Why $\text{E}(AX+b) = A\text{E}(X)+b$ but $\text{Cov}(A,X+b) = \text{Cov}(A,X)$?

Question

Suppose $X$ a random vector and $b$ a constant vector, with $A$ a corresponding constant matrix, then we have the expectation and the covariance of $A$ and $X+b$ satisfying

$$\mathbb{E}(AX+b) = A\mathbb{E}(X)+b$$

$$\text{Cov}(A,X+b) = \text{Cov}(A,X)$$

1. Is the first equation due to the linearity of expectation?
2. Why does the second equation miss $b$?

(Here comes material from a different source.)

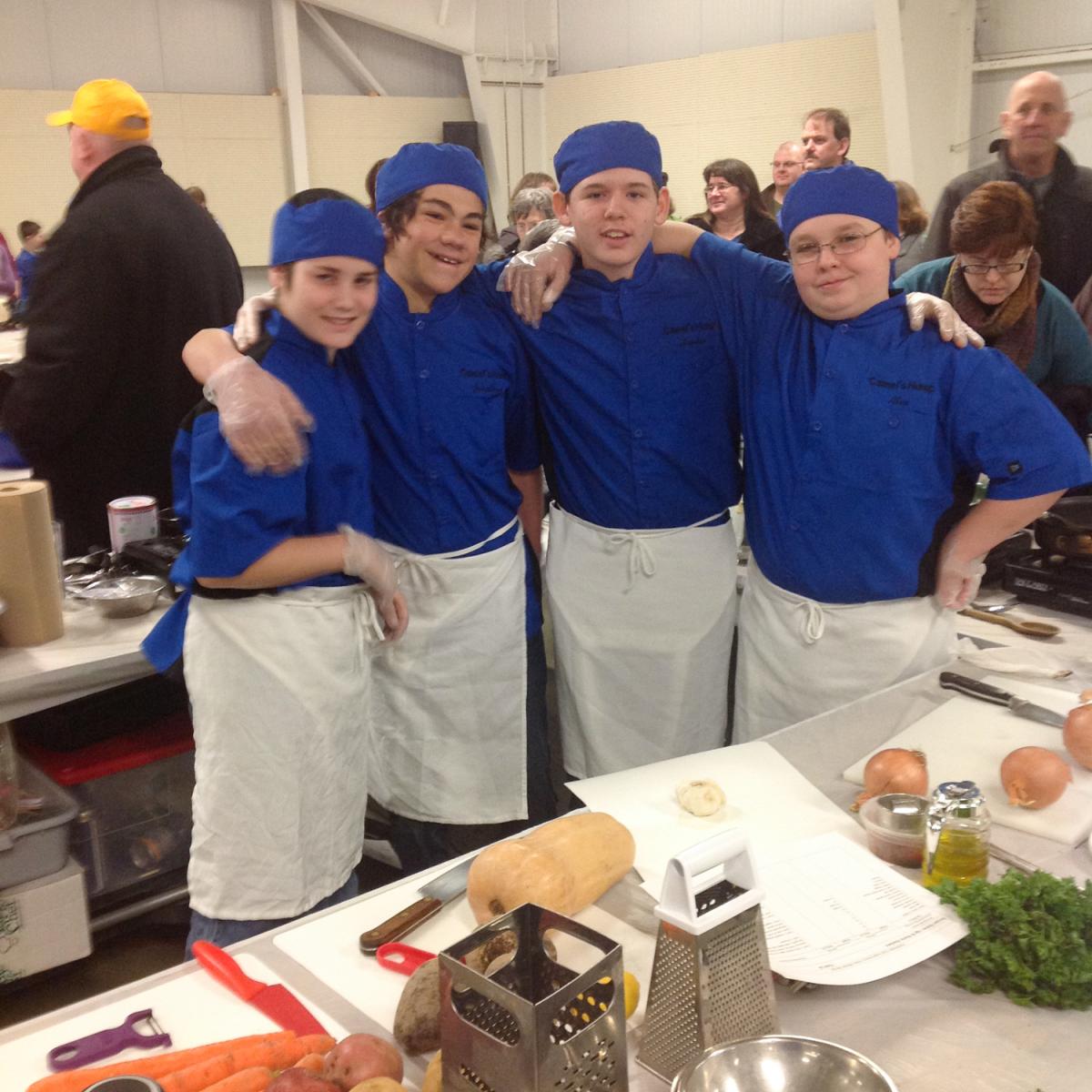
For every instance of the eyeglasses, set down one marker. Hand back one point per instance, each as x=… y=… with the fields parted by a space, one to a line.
x=978 y=268
x=803 y=254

I see a textbook that claims these properties without proof. Please show me some calculation to derive these two equations.

Answer 1

The reason is that the operator $\mathbb{E}$ is a linear operation, for example in the continuos case

$$ \mathbb{E}[\alpha X + \beta] = \int{\rm d}x~ (\alpha x + \beta)f_X(x) = \alpha\int {\rm d}x~ x f_X(x) + \beta\int {\rm d}x~ f_X(x) = \alpha \mathbb{E}[X] + \beta $$

In order to calculated the covariance you first subtract the effect of the mean, that's the reason why the constant term does not make any contribution

$$ \mathbb{C}{\rm ov}[X, Y] = \mathbb{E}[(X - \mathbb{E}[X])(Y - \mathbb{E}[Y])] $$

So that

\begin{eqnarray} \mathbb{C}{\rm ov}[\alpha X + \beta, Y] &=& \mathbb{E}[(\alpha X + \beta - \mathbb{E}[\alpha X + \beta])(Y - \mathbb{E}[Y])] \\ &=& \mathbb{E}[(\alpha X + \beta - \alpha\mathbb{E}[X] - \beta])(Y - \mathbb{E}[Y])] \\ &=& \mathbb{E}[(\alpha X + \alpha\mathbb{E}[X])(Y - \mathbb{E}[Y])] \\ &=& \mathbb{E}[\alpha (X -\mathbb{E}[X]])(Y - \mathbb{E}[Y])] \\ &=& \alpha \mathbb{E}[(X -\mathbb{E}[X]])(Y - \mathbb{E}[Y])] \\ &=& \alpha \mathbb{C}{\rm ov}[X, Y] \end{eqnarray}

Answer 2

If $Y$ is some random vector then:$$\mathsf{Cov}(Y):=\mathsf E(Y-\mathsf EY)(Y-\mathsf EY)^T$$

Now observe that:

$$(Y+b)-\mathsf E(Y+b)=Y-\mathsf EY$$